Lossless JPEG decoder performance on CPU, benchmarks

Fast DNG decoding on CPU

Lossless JPEG encoding algorithm is widely used in many photo and video cameras shooting RAW. This is a must to increase the number of frames which could be stored in internal memory or flash card of the camera. Lossless encoding guarantees exact reconstruction (mathematically lossless decoding algorithm) of original RAW data, though compression ratio for that algorithm is quite moderate, usually it's around 1.5–2. Lossless JPEG algorithm (this is not JPEG-LS) employs a predictor function to ensure image compression by encoding the prediction error without any loss of information. For lossless JPEG, the standard permits any data precision between 2 and 16 bits per sample. Lossless encoding for RAW data is usually done in realtime inside camera, and this is the case for majority of cameras.

Lossless JPEG compression algorithm

We consider here Lossless JPEG encoding algorithm only for grayscale (bayer pattern) images with arbitrary width and height.
As soon as we need to encode raw data, we have to bare in mind that original image is Raw Bayer CFA with demosaicing pattern RGGB or alike. That's why we can virtually increase image width in two times and to decrease image height in two times as well. It's good idea to ensure better data correlation at encoding.
Before lossless jpeg encoding, we have to choose prediction formula (one from 7 choices) to encode the difference between original and predicted values of each pixel. The most frequent choice is two-dimensional predictor from the formula No.6: Px = Rb + (Ra – Rc)/2. It means that for prediction we utilize values from upper pixel plus half of the difference between left and upper-left pixels.
Numerically lossless JPEG compression is done according to Huffman coding algorithm with fixed table. If an image has just one component, then one Huffman table is enough. Usually there are two components, so in that case we need one or two Huffman tables.
From the very beginning we split image into tiles to encode them independently. After compression we place all encoded tiles into RAW and add offset for each tile to the header.

Lossless JPEG decoding

Performance of Lossless JPEG decoder is mostly limited by Huffman decoding. Actually, we need to read bitstream (bit after bit), to recover Huffman codes and data bits. Huffman decompression is essentially serial algorithm, so one can't implement it on GPU, that's why everything is done on CPU.
Right after decoding we need to restore original pixel values according to prediction formula, and to restore original image width and height.
After decoding of all tiles, we compose original uncompressed RAW image.
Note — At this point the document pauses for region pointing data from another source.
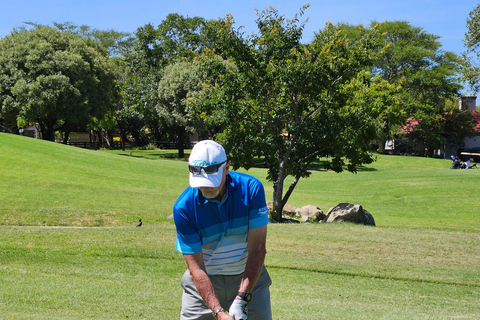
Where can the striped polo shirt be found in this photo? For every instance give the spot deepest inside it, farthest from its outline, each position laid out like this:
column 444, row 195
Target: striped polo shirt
column 219, row 228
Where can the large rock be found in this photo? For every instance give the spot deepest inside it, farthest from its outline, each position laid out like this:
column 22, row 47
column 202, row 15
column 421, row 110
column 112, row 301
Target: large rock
column 311, row 213
column 346, row 212
column 288, row 210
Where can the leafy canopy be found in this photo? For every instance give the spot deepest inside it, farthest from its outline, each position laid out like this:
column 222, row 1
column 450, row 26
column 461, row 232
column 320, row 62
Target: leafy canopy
column 287, row 102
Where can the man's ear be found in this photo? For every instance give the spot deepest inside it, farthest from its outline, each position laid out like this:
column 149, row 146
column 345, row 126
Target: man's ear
column 227, row 166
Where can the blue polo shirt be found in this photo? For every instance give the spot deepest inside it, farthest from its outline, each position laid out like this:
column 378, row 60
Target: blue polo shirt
column 219, row 228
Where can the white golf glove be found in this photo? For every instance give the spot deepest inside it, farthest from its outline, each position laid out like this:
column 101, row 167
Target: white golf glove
column 238, row 310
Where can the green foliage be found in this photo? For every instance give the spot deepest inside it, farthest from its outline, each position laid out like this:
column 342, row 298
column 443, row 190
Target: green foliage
column 471, row 69
column 179, row 83
column 54, row 78
column 284, row 100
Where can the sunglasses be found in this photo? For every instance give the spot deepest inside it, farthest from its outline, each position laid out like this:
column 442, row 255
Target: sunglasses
column 196, row 170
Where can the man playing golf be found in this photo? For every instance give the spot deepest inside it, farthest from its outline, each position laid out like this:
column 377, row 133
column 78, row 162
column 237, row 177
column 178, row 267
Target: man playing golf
column 221, row 222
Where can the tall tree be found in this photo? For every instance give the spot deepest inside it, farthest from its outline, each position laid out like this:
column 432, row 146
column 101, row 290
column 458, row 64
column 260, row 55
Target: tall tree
column 429, row 77
column 180, row 82
column 286, row 102
column 54, row 78
column 471, row 70
column 157, row 47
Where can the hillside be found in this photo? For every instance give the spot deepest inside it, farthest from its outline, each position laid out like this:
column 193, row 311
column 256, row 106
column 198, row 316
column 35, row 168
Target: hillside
column 46, row 183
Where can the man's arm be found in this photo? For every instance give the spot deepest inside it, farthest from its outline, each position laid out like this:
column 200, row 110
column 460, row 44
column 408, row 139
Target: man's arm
column 256, row 256
column 202, row 282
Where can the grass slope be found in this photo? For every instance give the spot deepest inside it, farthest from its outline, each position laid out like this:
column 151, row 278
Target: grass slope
column 420, row 262
column 46, row 183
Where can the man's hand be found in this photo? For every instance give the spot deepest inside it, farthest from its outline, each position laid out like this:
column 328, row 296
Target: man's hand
column 238, row 310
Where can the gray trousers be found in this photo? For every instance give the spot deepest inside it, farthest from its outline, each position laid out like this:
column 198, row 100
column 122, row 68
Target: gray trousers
column 226, row 287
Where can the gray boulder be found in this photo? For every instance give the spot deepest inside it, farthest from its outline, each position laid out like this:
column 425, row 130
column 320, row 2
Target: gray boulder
column 311, row 213
column 346, row 212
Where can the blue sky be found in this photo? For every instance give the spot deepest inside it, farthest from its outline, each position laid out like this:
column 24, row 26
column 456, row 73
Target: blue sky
column 445, row 18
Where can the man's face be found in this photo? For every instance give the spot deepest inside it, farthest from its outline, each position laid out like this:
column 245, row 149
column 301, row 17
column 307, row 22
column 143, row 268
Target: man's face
column 212, row 193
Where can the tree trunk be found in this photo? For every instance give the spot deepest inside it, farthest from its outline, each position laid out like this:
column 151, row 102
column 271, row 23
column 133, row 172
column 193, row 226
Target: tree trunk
column 181, row 138
column 65, row 137
column 278, row 193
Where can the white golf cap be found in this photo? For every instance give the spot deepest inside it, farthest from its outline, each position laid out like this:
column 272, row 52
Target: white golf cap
column 206, row 153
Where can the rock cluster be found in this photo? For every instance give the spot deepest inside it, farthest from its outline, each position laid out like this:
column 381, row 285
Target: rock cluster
column 343, row 212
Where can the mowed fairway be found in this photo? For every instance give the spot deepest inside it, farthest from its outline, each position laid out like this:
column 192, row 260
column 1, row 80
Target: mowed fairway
column 69, row 248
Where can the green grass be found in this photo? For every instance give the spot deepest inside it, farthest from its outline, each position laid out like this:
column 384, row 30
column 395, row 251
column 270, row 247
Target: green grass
column 69, row 248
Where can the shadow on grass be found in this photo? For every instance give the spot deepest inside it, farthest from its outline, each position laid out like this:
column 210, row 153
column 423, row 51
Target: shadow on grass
column 257, row 162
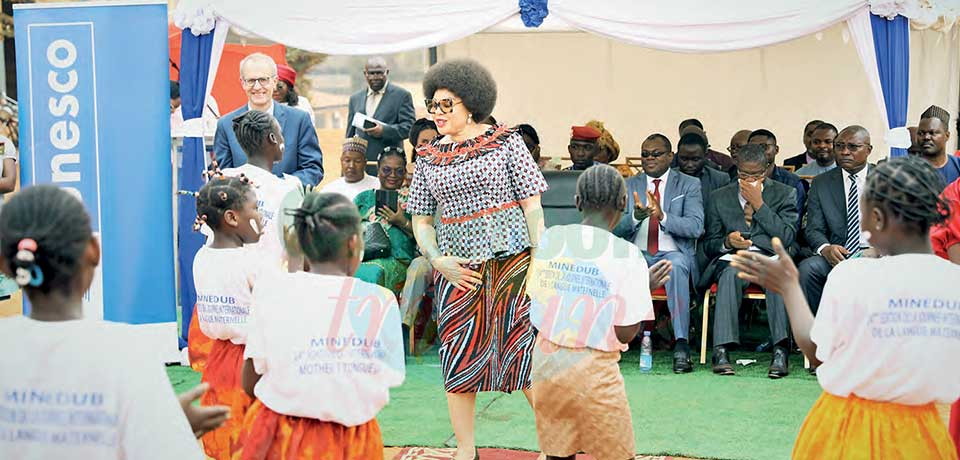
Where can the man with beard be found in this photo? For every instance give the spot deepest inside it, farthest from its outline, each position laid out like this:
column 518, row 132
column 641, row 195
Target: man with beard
column 821, row 148
column 933, row 134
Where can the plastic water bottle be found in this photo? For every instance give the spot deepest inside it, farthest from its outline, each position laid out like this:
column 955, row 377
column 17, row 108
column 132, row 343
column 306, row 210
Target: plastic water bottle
column 646, row 353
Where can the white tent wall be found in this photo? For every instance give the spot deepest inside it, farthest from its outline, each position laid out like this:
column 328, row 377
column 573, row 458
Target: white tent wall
column 555, row 80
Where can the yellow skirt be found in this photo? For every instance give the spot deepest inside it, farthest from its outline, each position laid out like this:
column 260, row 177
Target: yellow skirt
column 855, row 428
Many existing libraries for lossless jpeg decoding (dcraw, libraw, libjpeg, Adobe DNG SDK Decoder, etc.) are not optimized for speed, which leads to slow RAW decoding. This is not actually a problem for processing of just one frame, but it could be not fast enough for workflow with high resolution images (up to 50–100 MPix and more), for batch processing or for Raw Video Player with smooth output in realtime at 24–30 fps.

PC for testing

CPU Intel Core i7-6700 (Skylake, 4 cores, 3.4–4.0 GHz)
GPU NVIDIA GeForce GTX 1080 (Pascal, 20 SMM, 2560 cores, 1.6–1.7 GHz)
OS Windows 10 (x64)

Lossless JPEG decoders to compare

We will test the following lossless jpeg decoders:

Lossless JPEG decoder from Adobe DNG SDK
LJ92 decoder (liblj92 library)
LJ Decoder from Fastvideo (lossless jpeg library on CPU)

In real use case, multithreaded decoder software is utilized, and each tile (or each frame) is decoded in a separate thread. We've done comparison for single thread applications for the same DNG images and at the same hardware. DNG decoding is fully done on CPU, no image processing on GPU is applied. Test images have resolutions from 2 MPix to 16 MPix, 12-bit or 16-bit, one or two components (just one Huffman table), one tile, demosaicing pattern is RGGB, performance values correspond to decoding computations only.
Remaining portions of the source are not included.